Two more types of studies to consider are systematic reviews and meta-analyses. These are considered more powerful because they can analyze results across a much larger sample that would be impractical to work with in observational studies or RCTs. In these studies, researchers analyze results from multiple previous studies on a subject. In the case of systematic reviews, results are analyzed and summarized, while in the case of a meta-analysis, results are mathematically combined. Continuing our earlier drug example, a systematic review or meta-analysis would take the 2 RCTs performed along with many other RCTs and observational studies available, analyze the results and then reach a stronger conclusion about whether the drug is effective or not.
In addition to the inherent strength and generalizability of a study itself, scientific research is also subject to bias coming from external factors. One potential source of bias is a conflict of interest. Suppose that a researcher is hired by a drug manufacturer to conduct an experiment to investigate whether or not a new drug is effective. The expectation is that research be conducted in an objective, scientific manner. However, if a researcher has financial ties with the manufacturer of the product being investigated, it is possible that he or she may potentially be inclined to give less, or altered, consideration to evidence that does not support the efficacy of the drug.

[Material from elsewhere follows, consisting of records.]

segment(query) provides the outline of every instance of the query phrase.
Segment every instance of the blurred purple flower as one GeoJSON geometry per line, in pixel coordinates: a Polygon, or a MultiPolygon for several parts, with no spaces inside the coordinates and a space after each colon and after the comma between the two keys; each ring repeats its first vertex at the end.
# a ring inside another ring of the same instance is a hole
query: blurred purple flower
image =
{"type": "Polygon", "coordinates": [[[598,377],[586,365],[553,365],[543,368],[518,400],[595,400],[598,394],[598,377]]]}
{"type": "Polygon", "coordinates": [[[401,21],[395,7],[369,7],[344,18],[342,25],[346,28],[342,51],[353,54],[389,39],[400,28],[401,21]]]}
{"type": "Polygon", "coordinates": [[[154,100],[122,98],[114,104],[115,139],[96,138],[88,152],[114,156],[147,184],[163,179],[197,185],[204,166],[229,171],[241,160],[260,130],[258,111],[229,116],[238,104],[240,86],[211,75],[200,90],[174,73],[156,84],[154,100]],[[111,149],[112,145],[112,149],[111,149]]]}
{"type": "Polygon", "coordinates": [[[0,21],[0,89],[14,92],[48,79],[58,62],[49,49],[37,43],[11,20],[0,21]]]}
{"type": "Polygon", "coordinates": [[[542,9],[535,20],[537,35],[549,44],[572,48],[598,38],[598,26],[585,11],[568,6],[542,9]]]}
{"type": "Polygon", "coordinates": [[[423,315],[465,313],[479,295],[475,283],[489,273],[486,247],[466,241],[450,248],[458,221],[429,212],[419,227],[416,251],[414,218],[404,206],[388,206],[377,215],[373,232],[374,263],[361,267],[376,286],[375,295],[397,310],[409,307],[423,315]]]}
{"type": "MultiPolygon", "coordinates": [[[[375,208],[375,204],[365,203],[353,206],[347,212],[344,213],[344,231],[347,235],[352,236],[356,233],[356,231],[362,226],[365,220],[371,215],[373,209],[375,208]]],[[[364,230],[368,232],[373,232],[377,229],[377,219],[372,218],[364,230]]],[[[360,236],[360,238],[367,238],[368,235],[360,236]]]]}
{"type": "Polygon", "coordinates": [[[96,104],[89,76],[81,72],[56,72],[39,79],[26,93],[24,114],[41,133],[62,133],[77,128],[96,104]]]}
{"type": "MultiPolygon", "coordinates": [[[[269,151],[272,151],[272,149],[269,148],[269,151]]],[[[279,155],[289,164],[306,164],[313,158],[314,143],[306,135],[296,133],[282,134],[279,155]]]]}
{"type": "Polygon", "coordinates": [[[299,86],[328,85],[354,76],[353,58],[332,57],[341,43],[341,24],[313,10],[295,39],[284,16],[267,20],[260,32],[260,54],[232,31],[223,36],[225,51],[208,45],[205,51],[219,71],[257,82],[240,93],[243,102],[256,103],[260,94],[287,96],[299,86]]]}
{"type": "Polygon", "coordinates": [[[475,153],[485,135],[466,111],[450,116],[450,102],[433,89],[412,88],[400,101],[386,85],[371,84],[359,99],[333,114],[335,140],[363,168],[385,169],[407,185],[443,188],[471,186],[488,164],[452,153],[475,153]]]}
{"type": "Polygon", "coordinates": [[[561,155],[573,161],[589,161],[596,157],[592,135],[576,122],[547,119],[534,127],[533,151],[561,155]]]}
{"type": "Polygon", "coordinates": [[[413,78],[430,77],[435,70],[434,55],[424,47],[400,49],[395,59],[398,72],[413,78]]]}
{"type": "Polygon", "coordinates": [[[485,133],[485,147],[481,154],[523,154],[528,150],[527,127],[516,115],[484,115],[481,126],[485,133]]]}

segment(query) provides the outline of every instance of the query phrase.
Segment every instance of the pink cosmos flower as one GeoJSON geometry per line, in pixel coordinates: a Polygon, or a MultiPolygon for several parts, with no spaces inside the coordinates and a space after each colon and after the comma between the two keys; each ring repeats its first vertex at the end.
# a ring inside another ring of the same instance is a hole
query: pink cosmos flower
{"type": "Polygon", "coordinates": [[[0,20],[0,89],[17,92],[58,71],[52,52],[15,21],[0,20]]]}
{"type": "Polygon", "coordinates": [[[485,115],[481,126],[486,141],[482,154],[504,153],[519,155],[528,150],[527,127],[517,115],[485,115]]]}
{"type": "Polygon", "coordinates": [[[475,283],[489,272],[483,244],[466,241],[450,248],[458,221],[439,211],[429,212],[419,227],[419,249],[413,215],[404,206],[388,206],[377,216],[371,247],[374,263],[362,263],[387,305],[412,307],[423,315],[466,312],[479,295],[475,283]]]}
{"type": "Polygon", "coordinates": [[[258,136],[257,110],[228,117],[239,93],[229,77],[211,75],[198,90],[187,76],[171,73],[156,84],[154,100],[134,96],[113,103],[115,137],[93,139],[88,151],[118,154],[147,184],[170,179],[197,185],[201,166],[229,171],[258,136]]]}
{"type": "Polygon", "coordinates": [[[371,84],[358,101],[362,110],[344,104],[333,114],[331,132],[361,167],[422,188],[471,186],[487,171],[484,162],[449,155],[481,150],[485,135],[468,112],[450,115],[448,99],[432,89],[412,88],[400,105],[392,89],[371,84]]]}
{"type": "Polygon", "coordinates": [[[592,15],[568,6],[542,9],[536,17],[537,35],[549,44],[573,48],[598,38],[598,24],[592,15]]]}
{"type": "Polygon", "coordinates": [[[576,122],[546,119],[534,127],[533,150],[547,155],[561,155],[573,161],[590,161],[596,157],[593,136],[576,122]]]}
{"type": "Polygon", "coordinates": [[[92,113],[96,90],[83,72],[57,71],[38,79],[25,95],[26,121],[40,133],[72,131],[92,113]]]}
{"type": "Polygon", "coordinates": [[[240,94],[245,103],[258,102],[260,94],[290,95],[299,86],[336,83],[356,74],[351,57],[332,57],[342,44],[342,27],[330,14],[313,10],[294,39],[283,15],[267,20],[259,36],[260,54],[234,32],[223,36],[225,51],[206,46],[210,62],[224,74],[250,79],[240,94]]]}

Studies may also be directly funded by companies that have strong interest in the results. For example, a wheat company which is working towards developing a lower gluten wheat product could be interested in funding a study looking at whether “low gluten” wheat is better tolerated, and might decide not to publish a study when the results contradict their interests. It is important to keep in mind that the presence of a conflict of interest does not necessarily diminish the validity of a study. But conflicts of interest such as those described above do raise a flag that a study needs to be considered more carefully. When evaluating a study, take this information into consideration. Depending on the journal where an article is published, “conflict of interest” and “funding/support” information may be listed in separate sections.
You now have a general idea about how to determine whether or not a piece of “news” or advice is reputable, depending on the website or blog where it appears, and also depending on the scientific studies on which it is based (if any). The good news is that it’s unlikely for a reputable source to disseminate unfounded information, so once you have established that an information outlet is credible you can relax the criteria, albeit you should never blindly trust its information. In general, if something seems too good to be true it deserves being double checked.